I want to split each field below into separate columns, and I want to do it without specifying column names, since I am processing a lot of files together, one after another, and each file has different number of columns. The goal is to read the each file in to a dataframe, with its filename as a dataframe name.
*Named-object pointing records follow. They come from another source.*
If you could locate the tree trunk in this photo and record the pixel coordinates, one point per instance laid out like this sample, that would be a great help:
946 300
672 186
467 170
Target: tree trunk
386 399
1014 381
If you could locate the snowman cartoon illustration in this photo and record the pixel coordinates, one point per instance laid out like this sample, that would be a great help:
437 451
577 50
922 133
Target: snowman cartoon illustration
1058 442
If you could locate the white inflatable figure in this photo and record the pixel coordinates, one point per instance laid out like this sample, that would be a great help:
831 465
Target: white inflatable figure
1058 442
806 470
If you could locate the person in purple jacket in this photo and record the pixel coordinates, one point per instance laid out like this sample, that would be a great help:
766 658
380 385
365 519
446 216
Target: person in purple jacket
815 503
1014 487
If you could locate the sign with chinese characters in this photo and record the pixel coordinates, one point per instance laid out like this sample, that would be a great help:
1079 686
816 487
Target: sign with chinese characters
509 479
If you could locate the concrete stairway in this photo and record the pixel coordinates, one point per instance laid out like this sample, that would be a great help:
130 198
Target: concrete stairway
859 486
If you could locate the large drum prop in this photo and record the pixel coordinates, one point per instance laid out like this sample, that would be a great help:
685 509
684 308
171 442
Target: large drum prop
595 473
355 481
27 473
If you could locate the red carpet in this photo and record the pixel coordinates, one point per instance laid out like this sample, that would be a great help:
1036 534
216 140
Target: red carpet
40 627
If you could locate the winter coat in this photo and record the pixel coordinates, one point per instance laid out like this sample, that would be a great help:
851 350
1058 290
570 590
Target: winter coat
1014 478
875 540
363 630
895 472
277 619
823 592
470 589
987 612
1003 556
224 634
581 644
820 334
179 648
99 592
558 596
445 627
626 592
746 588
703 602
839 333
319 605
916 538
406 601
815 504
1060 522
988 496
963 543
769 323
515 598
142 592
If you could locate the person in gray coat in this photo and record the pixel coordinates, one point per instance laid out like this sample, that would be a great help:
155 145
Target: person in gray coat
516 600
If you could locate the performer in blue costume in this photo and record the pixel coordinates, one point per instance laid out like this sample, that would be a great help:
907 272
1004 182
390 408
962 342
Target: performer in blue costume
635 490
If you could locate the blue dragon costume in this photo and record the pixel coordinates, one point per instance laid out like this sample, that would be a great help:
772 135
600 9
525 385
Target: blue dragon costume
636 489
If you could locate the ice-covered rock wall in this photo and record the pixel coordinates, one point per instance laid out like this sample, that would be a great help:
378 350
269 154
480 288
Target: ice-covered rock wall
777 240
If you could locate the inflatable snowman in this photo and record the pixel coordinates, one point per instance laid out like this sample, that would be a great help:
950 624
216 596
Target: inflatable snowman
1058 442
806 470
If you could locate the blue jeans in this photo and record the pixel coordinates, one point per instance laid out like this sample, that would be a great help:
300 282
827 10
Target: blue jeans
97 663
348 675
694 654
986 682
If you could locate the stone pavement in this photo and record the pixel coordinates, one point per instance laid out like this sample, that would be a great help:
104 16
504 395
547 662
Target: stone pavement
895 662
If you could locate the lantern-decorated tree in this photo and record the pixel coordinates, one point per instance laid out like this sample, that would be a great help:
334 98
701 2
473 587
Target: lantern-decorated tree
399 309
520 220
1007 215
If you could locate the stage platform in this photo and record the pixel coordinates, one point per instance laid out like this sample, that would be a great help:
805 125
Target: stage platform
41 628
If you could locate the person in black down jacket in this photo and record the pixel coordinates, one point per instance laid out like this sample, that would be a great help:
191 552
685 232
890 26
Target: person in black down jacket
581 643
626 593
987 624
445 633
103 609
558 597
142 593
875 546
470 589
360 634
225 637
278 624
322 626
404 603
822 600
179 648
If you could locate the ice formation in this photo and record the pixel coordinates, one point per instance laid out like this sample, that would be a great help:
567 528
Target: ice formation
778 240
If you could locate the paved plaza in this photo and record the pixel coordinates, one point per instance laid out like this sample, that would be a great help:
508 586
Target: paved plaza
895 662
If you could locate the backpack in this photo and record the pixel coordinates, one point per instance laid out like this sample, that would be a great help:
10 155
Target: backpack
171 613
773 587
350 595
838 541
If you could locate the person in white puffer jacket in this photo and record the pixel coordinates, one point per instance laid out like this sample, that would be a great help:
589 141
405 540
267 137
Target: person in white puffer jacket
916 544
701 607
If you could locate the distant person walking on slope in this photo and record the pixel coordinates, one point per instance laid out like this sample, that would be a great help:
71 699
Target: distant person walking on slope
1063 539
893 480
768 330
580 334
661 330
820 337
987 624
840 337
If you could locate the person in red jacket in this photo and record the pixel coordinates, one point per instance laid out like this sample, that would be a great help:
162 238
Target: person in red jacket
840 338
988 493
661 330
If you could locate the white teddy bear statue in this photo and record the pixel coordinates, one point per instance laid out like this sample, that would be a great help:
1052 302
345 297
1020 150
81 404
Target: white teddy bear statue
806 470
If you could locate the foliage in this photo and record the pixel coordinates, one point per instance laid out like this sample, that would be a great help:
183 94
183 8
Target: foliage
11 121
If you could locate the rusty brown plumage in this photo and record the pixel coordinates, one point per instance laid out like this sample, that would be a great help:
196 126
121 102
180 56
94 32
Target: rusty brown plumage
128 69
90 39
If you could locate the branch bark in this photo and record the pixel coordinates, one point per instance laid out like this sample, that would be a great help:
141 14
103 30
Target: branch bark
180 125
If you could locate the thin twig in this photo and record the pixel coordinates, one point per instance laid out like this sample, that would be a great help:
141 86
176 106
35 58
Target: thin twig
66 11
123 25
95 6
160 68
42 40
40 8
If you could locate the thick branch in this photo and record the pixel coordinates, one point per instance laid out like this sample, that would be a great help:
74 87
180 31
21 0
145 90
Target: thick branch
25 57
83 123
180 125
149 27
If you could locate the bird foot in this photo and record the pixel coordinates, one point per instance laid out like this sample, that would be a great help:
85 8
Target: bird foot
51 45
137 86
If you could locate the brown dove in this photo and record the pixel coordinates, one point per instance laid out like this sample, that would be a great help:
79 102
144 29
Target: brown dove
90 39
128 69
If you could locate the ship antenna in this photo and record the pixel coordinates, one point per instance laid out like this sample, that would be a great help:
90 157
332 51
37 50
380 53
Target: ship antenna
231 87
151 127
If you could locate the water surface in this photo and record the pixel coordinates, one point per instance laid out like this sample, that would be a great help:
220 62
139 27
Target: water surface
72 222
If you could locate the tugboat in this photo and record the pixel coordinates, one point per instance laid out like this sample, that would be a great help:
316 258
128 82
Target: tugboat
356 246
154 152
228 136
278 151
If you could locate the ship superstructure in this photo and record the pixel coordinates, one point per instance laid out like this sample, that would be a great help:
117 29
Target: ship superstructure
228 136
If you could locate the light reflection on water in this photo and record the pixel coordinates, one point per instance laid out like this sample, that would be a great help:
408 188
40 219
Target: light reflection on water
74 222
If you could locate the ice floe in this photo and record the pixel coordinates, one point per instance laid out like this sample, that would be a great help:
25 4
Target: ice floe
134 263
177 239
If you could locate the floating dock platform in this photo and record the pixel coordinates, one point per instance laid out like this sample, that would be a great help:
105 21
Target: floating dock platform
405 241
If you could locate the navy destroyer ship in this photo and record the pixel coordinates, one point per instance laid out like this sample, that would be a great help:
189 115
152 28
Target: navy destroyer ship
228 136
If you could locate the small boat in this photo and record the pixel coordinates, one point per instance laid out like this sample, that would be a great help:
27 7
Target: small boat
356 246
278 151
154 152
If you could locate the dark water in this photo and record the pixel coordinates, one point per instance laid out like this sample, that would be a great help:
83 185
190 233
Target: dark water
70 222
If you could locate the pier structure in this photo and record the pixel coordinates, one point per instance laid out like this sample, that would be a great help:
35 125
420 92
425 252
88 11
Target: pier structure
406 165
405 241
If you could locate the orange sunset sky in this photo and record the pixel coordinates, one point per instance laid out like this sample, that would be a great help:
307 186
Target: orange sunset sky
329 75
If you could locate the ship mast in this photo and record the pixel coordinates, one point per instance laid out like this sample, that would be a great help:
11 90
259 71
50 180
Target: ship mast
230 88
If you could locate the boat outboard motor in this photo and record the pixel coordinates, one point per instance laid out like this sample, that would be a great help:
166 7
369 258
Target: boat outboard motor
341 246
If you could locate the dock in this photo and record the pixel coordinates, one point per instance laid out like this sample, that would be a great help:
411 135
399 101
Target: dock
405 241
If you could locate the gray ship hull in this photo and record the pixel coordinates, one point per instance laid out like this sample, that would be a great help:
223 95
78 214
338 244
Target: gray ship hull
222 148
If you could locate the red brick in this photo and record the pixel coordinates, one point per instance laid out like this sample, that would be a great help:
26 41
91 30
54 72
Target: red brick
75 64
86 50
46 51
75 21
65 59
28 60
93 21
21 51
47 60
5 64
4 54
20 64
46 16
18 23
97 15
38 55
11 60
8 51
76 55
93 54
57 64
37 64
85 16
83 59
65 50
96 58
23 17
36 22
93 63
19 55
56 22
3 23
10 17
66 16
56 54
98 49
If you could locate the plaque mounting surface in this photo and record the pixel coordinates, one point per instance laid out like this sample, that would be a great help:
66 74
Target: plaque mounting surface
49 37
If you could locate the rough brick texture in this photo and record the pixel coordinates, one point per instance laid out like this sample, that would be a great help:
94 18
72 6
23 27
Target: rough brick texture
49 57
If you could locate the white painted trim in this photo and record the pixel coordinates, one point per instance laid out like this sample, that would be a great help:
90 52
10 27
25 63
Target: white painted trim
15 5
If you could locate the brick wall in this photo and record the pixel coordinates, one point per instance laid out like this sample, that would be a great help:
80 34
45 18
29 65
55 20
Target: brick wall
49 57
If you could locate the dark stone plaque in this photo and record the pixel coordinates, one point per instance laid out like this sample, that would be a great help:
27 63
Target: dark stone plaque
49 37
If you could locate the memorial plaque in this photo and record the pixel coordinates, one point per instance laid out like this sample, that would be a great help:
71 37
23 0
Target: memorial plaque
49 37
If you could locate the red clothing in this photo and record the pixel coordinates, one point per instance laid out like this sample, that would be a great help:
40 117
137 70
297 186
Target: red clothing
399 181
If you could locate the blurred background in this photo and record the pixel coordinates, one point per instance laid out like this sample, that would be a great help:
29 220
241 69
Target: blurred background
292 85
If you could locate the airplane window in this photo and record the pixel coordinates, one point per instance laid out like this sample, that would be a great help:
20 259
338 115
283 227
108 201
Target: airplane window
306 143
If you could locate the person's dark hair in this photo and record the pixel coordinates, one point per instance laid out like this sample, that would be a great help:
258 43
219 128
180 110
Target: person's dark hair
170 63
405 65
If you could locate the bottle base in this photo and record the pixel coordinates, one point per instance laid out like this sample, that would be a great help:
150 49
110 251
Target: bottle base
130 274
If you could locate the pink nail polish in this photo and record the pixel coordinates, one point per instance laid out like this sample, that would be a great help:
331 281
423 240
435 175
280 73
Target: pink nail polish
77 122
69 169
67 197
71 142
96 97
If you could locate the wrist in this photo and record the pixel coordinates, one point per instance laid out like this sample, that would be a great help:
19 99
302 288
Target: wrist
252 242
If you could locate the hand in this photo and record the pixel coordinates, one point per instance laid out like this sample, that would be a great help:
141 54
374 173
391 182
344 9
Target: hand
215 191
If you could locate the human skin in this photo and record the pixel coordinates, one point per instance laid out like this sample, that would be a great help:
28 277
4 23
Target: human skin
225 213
I am using a dictionary for the same:
import pandas as pd
import zipfile
import re
Tables = {}
with zipfile.ZipFile('*.zip') as z:
for filename in z.namelist():
df_name = filename.split(".")[1]
if df_name == 'hp':
with (z.open(filename)) as f:
content = f.read().decode('utf-8')
content = NewLineCorrection(content)
df= pd.DataFrame(content)
cols = list(df[0][0])
df[0] = list(map(lambda el:[el], df[0]))
#df[0] = df[0].split(',')
print(df.head())
#df.columns = df.iloc[0]
#df = df.drop(index=0).reset_index(drop=True)
#Tables[df_name] = df
def NewLineCorrection(content):
corrected_content = ( re.sub(r'"[^"]*"',
lambda x:
re.sub(r'[\r\n\x0B\x0C\u0085\u2028\u2029]',
'',
x.group()),
content) )
corrected_content = corrected_content.replace('"', '')
corrected_content = corrected_content.replace('||@@##', ',')
ContentList = list(corrected_content.splitlines())
return ContentList
The .split() function is not working for me for some reason and I am not sure how to find out why.